Des rides océaniques grossièrement orientées E-W sont observables dans la plaine
abyssale
b. Le bassin Liguro-Provençal
FIG4 : Carte de la couverture multifaisceaux de la Mer Ligure et de la Mer Tyrrhénienne
Le plateau continental de la marge Liguro-Provençale est globalement plus
étroit que celui de la marge du Golfe de Gascogne, à part au niveau du Golfe du Lion où le
plateau atteint une largeur d’environ 80 km. La pente continentale est entaillée de nombreux
canyons turbiditiques, situés principalement à l’embouchure de fleuves, à part au niveau du Golfe
du Lion où les têtes des canyons sont actuellement déconnectées des fleuves du fait du haut
niveau marin actuel. Le canyon le plus remarquable est celui du Var, caractérisé par sa forme en
virgule, et la présence de la ride du Var. Cette morphologie particulière serait le résultat de la
force de Coriolis, qui dévie les courants de turbidité du côté de la ride, favorisant sa construction.

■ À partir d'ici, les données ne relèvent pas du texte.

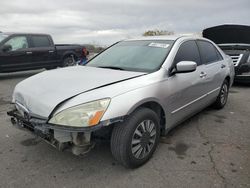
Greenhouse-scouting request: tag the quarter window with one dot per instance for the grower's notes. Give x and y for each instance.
(17, 43)
(209, 53)
(188, 51)
(40, 41)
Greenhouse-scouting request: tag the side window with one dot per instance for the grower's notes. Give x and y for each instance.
(40, 41)
(17, 43)
(188, 51)
(209, 53)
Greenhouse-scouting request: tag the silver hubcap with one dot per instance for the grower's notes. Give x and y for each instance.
(224, 93)
(143, 139)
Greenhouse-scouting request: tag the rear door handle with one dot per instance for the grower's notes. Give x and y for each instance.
(203, 74)
(28, 53)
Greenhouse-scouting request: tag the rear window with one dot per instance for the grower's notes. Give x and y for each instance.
(40, 41)
(209, 53)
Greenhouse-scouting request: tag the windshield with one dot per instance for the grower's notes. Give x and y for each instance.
(2, 36)
(141, 56)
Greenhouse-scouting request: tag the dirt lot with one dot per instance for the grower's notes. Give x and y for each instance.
(211, 149)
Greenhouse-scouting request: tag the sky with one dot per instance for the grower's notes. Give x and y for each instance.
(103, 22)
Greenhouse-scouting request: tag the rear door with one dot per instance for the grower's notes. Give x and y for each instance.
(17, 57)
(43, 51)
(214, 71)
(187, 88)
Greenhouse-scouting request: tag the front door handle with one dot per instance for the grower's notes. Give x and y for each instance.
(28, 53)
(203, 74)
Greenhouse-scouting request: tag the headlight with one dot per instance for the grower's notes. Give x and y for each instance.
(84, 115)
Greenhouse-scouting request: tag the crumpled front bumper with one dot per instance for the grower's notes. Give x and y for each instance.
(77, 140)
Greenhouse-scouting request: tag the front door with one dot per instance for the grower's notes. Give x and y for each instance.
(43, 51)
(187, 89)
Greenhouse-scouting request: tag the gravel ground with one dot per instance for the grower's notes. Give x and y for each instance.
(212, 149)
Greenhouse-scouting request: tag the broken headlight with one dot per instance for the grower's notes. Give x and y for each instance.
(84, 115)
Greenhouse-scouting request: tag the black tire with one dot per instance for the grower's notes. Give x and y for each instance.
(223, 95)
(123, 134)
(68, 61)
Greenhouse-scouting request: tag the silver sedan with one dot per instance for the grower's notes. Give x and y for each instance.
(133, 92)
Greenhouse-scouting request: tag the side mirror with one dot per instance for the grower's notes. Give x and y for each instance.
(185, 66)
(6, 48)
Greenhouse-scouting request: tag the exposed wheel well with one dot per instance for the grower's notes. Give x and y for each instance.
(157, 108)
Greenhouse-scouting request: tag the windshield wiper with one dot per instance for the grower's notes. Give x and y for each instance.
(111, 67)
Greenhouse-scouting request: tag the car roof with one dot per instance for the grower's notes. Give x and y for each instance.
(168, 37)
(13, 33)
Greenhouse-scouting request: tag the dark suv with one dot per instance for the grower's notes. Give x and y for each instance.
(234, 40)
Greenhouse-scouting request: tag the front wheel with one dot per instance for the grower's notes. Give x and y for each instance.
(223, 95)
(134, 141)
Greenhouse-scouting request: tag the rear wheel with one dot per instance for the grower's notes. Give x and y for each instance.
(223, 95)
(134, 141)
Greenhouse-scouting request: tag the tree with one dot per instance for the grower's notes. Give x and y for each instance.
(157, 32)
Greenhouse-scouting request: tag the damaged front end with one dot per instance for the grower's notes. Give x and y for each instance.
(77, 140)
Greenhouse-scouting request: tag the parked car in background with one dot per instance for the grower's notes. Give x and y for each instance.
(131, 93)
(24, 51)
(234, 40)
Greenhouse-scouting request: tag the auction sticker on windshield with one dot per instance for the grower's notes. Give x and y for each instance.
(158, 45)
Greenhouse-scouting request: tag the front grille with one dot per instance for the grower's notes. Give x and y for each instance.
(236, 58)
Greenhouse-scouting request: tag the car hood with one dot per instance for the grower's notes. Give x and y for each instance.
(41, 93)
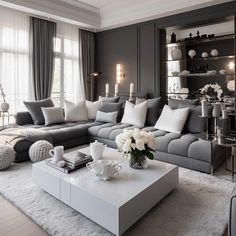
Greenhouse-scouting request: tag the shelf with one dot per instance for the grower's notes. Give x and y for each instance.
(197, 75)
(201, 59)
(196, 41)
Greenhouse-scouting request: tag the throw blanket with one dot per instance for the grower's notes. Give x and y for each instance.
(11, 136)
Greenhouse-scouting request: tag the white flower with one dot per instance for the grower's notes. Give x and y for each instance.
(152, 144)
(136, 134)
(140, 144)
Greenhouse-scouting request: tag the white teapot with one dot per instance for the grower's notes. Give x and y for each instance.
(97, 149)
(104, 169)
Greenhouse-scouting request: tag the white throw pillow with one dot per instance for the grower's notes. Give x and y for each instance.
(53, 115)
(172, 120)
(75, 112)
(92, 108)
(109, 117)
(135, 114)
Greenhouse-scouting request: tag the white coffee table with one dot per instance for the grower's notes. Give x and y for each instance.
(116, 204)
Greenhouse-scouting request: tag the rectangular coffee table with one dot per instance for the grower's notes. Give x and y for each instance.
(116, 204)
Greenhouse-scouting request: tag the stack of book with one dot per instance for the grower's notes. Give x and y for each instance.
(72, 163)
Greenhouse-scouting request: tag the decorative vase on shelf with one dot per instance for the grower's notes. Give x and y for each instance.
(138, 162)
(5, 106)
(176, 54)
(192, 53)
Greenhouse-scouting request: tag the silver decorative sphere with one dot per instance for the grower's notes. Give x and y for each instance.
(7, 156)
(39, 151)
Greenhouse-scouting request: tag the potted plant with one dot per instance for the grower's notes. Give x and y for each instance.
(4, 105)
(137, 146)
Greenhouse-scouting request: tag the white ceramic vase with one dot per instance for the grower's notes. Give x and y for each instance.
(5, 106)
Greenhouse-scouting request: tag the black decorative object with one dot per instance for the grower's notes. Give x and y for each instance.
(198, 35)
(173, 38)
(211, 36)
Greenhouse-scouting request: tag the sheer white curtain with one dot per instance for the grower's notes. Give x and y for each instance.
(14, 57)
(71, 71)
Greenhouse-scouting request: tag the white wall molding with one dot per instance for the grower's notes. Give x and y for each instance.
(78, 14)
(107, 14)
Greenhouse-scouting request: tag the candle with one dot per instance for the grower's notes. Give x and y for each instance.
(107, 88)
(204, 108)
(116, 88)
(131, 88)
(224, 114)
(216, 109)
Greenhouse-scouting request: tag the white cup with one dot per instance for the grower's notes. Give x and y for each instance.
(57, 153)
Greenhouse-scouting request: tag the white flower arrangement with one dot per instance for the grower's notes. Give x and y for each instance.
(215, 87)
(136, 142)
(2, 93)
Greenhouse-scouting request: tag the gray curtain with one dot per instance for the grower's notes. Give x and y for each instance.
(88, 61)
(42, 33)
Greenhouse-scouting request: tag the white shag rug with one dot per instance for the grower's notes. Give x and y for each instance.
(197, 207)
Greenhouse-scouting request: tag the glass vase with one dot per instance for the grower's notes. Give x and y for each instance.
(138, 162)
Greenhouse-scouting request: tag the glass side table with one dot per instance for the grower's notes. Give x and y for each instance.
(227, 142)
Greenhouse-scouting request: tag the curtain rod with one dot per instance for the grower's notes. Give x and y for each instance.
(58, 21)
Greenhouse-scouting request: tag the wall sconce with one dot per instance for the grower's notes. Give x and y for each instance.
(231, 65)
(119, 73)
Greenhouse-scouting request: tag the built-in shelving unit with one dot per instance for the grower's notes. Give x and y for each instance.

A l’embouchure du canyon, un chenal turbiditique canalise les courants de turbidité jusqu’au
large de la Corse, où les données de réflectivité acoustique révèlent le lobe de dépôt du système
du Var.
Notons la présence de très nombreuses cicatrices d’arrachement sur la pente
continentale de la marge Liguro-provençale, traces de glissements de terrains pass. En 1979, la
construction de l’aéroport de Nice a entraîné une surcharge sur les sédiments de la plate-forme, qui
sont devenus instables et se sont effondrés en un glissement d’environ 0.01 km3. Ce glissement de
terrain a déclenché un tsunami de plus de 1 mètre de haut lors de son arrivée à la côte, à l’origine de
nombreux dégâts matériels et plusieurs morts. Les glissements de la marge Liguro-provençale sont
donc la source d’aléa tsunami la plus dangereuse en France métropolitaine.
FIG5 : Bathymétrie multi-faisceaux du Golfe du Lion : la tête des canyons n’est pas connectée aux
fleuves qui les alimentent en raison du niveau marin actuel trop élevé. Notez les morphologies
dendritiques de la plupart des canyons au niveau de la pente.